The company Twitter has announced this Friday a measure with which it intends to delay or avoid the purchase of the company by the CEO of Tesla, Elon Musk. The measure, known in the business world as a ‘poison pill’, aims to complicate the purchase of more than 15% of Twitter shares by Musk, who already owns 9% of them.
Musk faces Twitter management after just a week as top shareholder
The maneuver seeks that the tycoon has to negotiate with the company’s Board of Directors instead of buying the shares directly from the shareholders
Twitter has made this decision public a day after Musk, the richest man in the world, offered 43,000 million dollars for the social network, and threatened to sell all his shares in the company if his acquisition attempt was rejected.
Elon Musk is offering $54.20 for each share of Twitter, which is a 54% premium over January 28, when Musk started buying Twitter stock, as well as a 38% premium over April 1, when revealed his position in the company.

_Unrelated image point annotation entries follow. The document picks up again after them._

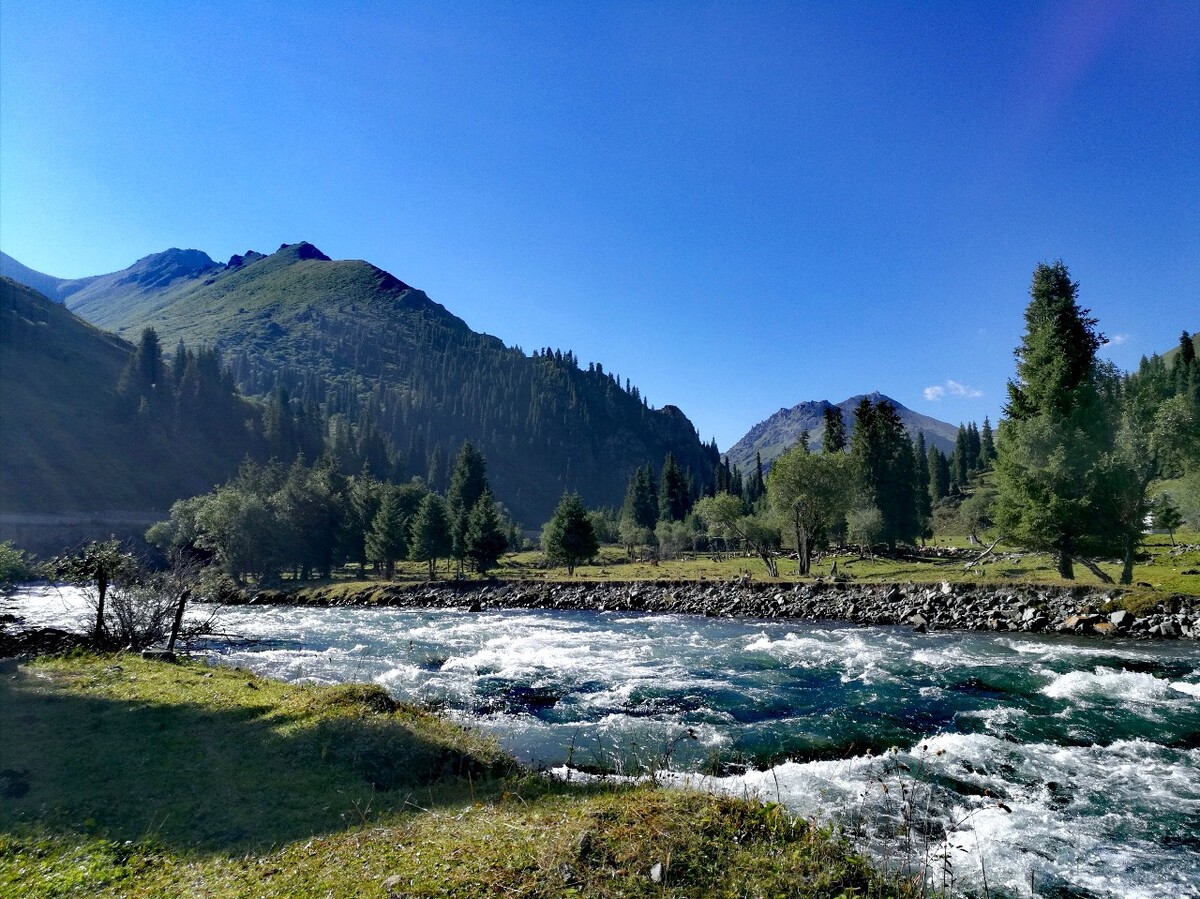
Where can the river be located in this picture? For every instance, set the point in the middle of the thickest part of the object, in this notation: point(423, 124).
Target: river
point(1011, 765)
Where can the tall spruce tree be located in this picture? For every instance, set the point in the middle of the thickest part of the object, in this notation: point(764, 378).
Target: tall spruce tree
point(1056, 426)
point(431, 539)
point(834, 439)
point(883, 453)
point(468, 483)
point(387, 541)
point(568, 537)
point(675, 495)
point(987, 445)
point(924, 499)
point(485, 534)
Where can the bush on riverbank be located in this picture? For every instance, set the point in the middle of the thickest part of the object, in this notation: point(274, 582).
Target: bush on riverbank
point(123, 777)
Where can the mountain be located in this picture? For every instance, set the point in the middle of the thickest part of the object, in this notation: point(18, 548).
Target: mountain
point(73, 441)
point(97, 298)
point(784, 429)
point(357, 347)
point(46, 285)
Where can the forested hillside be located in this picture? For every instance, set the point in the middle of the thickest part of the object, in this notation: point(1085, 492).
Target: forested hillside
point(771, 437)
point(353, 353)
point(87, 427)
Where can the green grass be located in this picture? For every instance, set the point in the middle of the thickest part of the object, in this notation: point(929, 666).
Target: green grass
point(1162, 570)
point(125, 778)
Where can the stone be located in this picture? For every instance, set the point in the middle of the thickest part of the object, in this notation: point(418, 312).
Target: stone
point(1121, 619)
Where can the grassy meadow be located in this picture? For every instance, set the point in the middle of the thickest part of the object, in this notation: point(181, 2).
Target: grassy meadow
point(126, 778)
point(1167, 568)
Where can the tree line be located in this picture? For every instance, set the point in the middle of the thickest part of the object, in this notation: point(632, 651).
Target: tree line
point(306, 520)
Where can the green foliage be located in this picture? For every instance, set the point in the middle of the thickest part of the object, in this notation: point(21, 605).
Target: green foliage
point(1057, 426)
point(468, 484)
point(485, 541)
point(97, 565)
point(387, 541)
point(1167, 515)
point(73, 442)
point(318, 339)
point(15, 567)
point(883, 454)
point(865, 527)
point(675, 491)
point(834, 439)
point(810, 496)
point(303, 808)
point(568, 538)
point(726, 517)
point(431, 534)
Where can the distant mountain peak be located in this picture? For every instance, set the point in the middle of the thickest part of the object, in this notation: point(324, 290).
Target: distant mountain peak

Become an unlisted company
“I invested in Twitter because I believe in the potential to be the platform for freedom of expression around the world and I believe that freedom of expression is a social imperative for a functioning democracy. However, since making my investment I have realized that the company will not prosper or serve this social imperative in its current form. Twitter needs to transform into an unlisted company, ”Musk has assured in the letter sent to the board of directors in which he presents his offer.
Musk currently owns 73.1 million shares of Twitter, equivalent to 9.1% of the company’s share capital. If the transaction succeeds, the businessman, the richest person in the world according to the Forbes list, will have to pay 39,431 million dollars (36,168 million euros) for the 90.9% that he still does not control.